The projects, with funding totaling some $37,000, are all located in Newfoundland and Labrador and bring that province’s grants total for the year to $262,280.
The Salmon Foundation supports conservation efforts for wild Atlantic salmon in Eastern Canada – New Brunswick, Newfoundland and Labrador, Nova Scotia, Prince Edward Island and Quebec.
This year’s $262,280 in funding and the number of projects funded – 11 in all – are both new highs for ASCF support in Newfoundland and Labrador.
“These are significant milestones for support of salmon conservation in Newfoundland and Labrador,” said Stephen Chase, ASCF’s Executive Director, when he made the announcement. “As a matter of fact, 2015 has set records not only in Newfoundland and Labrador, but in every province we support. And in total across the region, this year’s number of projects (64), as well as the amount of funding awarded ($1,194,113), are both the highest the Foundation has seen in its eight-year history.
“With the support of our funding partners, ASCF has now firmly established itself as a major granting agency for wild Atlantic salmon conservation and river conservation in Canada,” Chase added.
The three additional awards will fund scientific research and habitat restoration.
The Gander Bay Indian Band Council has received $17,000 for salmon tracking and stock assessment on the Salmon Brook in northern Newfoundland.
Dr.
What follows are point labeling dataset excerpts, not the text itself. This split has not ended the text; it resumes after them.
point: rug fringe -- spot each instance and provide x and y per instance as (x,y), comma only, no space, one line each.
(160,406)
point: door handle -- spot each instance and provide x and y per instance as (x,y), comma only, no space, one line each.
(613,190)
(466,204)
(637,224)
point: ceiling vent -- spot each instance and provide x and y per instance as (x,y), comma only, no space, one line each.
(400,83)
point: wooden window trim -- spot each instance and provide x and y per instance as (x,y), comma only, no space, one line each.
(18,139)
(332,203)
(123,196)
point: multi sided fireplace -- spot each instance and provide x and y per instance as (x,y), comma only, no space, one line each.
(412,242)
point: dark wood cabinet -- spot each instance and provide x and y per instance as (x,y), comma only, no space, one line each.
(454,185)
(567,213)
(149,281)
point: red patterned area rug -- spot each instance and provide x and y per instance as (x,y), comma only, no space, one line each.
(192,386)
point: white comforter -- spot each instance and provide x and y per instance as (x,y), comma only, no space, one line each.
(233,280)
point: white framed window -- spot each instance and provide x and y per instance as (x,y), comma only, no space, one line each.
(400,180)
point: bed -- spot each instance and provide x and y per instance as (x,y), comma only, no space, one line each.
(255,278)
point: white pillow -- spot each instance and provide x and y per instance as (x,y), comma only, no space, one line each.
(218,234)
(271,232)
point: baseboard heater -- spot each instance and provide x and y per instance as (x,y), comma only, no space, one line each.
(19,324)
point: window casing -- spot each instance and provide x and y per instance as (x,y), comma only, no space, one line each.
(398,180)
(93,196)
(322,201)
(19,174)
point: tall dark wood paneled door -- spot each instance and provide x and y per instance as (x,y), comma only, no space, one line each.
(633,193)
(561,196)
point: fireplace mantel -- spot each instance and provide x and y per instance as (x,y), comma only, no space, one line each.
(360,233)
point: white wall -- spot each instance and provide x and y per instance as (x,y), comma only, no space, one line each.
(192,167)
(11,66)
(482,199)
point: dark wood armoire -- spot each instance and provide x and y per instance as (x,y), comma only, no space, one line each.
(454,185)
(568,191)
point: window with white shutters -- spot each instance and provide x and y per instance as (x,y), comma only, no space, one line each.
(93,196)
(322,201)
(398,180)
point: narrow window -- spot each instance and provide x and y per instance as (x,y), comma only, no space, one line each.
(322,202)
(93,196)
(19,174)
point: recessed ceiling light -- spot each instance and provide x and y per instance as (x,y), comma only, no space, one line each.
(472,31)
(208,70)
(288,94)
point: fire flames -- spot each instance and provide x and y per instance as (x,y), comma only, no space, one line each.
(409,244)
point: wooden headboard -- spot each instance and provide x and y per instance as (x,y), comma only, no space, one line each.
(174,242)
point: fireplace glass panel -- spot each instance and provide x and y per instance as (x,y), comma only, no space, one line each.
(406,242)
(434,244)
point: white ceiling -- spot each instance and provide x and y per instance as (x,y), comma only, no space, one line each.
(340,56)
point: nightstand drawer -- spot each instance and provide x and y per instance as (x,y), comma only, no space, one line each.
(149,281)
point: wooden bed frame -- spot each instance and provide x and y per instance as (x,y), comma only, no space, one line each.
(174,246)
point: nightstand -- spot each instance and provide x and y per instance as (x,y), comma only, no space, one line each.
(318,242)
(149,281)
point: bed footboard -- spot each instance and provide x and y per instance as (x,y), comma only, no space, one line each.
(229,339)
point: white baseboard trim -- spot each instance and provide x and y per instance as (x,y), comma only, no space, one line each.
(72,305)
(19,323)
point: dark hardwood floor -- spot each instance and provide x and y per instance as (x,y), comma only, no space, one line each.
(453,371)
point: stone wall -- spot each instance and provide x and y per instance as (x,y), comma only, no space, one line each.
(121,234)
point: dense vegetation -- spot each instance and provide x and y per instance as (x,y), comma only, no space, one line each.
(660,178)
Craig Purchase of Memorial University will use his $15,000 grant to compare the quality of offspring from virgin spawning grilse salmon with those of repeat spawners, and to evaluate the success of the Jordan-Scotty salmonid incubators being used for reintroduction of salmon into Rennies River in St. John’s.
The third grant, totalling $5,000, will assist the Indian Bay Ecosystem Corporation with habitat restoration work on Indian Bay Big Pond and the Number Two River in eastern Newfoundland and Labrador.
Of the other eight grants awarded in Newfoundland and Labrador earlier this year, six are for newly funded projects while the remaining two are for the second year of two-year programs.
The Atlantic Salmon Conservation Foundation is a volunteer, non-profit, charitable organization established with the goal of helping to achieve healthy and sustainable wild Atlantic salmon stocks in Atlantic Canada and Québec. Funded with an initial endowment from the Government of Canada, plus the proceeds from partnership arrangements, sponsorships and donations from generous supporters, the Foundation has created a trust fund to promote and strengthen partnerships among groups working to conserve wild Atlantic salmon.
Each year the Foundation puts out a call for proposals from conservation, environmental, and Aboriginal groups, as well as university researchers in Atlantic Canada and Québec.
All submissions were assessed by the Foundation’s provincial advisory committee and its central advisory committee. Successful projects and program administration are financed from interest earned by the Foundation’s trust fund.